At it’s simplest terms, output is the measure of how much a country produces that can be bought or consumed, while income is the amount of money or goods that all citizens make. These two values are correlated, but when assets are used in one country but owned by residents of another country they become unequal (the country in which the assets exist now has greater output than income, and vice-versa for the country in which the owners reside). For the most part foreign ownership is relatively equal across continents, and for most countries foreign-based income only makes up a couple percentage points of national income (~1–2% of GDP in the US). Africa’s the one exception to this, where ~20% of African capital is foreign-owned (as of 2012).
A theory exists that high amounts of foreign ownership of a developing country’s assets is a positive for said developing country, since jobs are being created & investment is flowing into the country. While these benefits do technically exist (most developing countries don’t assign citizens to jobs, instead people choose to work in the foreign-owned mines or sweatshops for reasons like better pay over the other, also not-great options available to them like subsistence farming), Piketty describes a couple flaws he sees in the argument that foreign ownership leads to the country economically “catching up” w/ the world in terms of income per capita & quality of life. His arguments are summarized as follows:
First, while foreign investment does typically lead to increased output, most of the resulting income increase goes to the foreign ownership, as opposed to the local workers. This leads to increased income gaps between rich & poor countries and reduces the ripple-effect that this increased output has on the local economy. Furthermore, there’s a potential correlation between high levels of foreign ownership and political instability. Citizens, upset about the high levels of foreign ownership and slow pace of income growth, begin forming & supporting political groups that oppose foreign ownership (proposing policies that vary in their true economic benefits & feasibility). Often these groups succeed in replacing the existing, foreign ownership-friendly government, but struggle to deliver on the promises that got them to power, and are either replaced with more capitalist governments (leading to a cyclical approach to foreign investment) or devolve into authoritarian regimes frequently at war with their own citizens.

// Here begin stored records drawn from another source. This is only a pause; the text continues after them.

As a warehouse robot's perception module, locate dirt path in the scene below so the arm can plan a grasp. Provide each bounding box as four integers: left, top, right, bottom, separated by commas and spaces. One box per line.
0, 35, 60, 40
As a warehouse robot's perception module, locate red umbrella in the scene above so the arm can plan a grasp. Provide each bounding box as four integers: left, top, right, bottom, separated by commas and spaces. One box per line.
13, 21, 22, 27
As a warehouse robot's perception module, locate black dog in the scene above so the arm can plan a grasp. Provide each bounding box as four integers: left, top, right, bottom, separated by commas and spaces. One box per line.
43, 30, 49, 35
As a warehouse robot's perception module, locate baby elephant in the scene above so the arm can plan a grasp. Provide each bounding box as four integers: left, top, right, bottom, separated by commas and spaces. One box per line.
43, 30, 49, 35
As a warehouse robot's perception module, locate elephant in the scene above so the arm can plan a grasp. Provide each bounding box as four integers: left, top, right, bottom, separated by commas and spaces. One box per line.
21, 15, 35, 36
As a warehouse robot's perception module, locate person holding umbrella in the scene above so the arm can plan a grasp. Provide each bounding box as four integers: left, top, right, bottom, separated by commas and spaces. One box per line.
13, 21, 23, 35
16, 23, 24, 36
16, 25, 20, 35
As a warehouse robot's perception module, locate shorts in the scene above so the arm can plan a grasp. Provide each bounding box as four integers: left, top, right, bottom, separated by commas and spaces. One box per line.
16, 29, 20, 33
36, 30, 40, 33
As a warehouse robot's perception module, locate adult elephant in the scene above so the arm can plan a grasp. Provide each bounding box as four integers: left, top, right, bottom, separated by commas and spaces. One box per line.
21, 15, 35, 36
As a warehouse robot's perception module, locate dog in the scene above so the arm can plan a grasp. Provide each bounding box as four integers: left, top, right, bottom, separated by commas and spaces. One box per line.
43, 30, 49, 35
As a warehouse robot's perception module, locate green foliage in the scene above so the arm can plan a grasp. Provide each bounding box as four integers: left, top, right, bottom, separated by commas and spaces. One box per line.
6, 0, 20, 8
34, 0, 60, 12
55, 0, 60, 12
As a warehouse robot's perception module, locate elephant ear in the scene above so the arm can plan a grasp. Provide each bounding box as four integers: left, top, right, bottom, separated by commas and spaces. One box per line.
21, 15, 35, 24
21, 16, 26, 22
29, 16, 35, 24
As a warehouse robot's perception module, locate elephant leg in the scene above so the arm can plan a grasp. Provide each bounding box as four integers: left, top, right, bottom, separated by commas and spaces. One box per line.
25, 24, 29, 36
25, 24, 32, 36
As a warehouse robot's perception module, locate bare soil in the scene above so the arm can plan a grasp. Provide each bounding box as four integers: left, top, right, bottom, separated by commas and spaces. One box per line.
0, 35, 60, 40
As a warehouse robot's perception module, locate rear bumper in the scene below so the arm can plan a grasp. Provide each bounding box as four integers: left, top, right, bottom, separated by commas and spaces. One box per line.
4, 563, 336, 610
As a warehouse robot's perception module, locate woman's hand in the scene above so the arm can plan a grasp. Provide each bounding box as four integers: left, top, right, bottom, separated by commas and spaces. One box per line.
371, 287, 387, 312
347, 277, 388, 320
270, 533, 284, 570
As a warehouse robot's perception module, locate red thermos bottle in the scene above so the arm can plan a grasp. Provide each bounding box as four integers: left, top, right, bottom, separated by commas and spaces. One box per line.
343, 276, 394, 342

Second, while foreign owners are happy to invest in machinery and other physical capital, they’re not typically focused on the development of “human capital”, a.k.a. building future-focused skills within the local workforce, or infrastructure that extends beyond what’s needed for the job at hand. Instead most local workers learn & execute on simpler, labor-intensive skills that don’t aid the maturity of the economy, and the country’s overall infrastructure isn’t developed as quickly as it could be.
While I can see merits behind Piketty’s arguments (and he’s certainly better-studied on this topic than I), every research paper I could find indicates mostly positive effects of FDI (Foreign Direct Investment) on the local economy’s development & and the recipient country’s political stability, so for me personally the jury’s out on this one.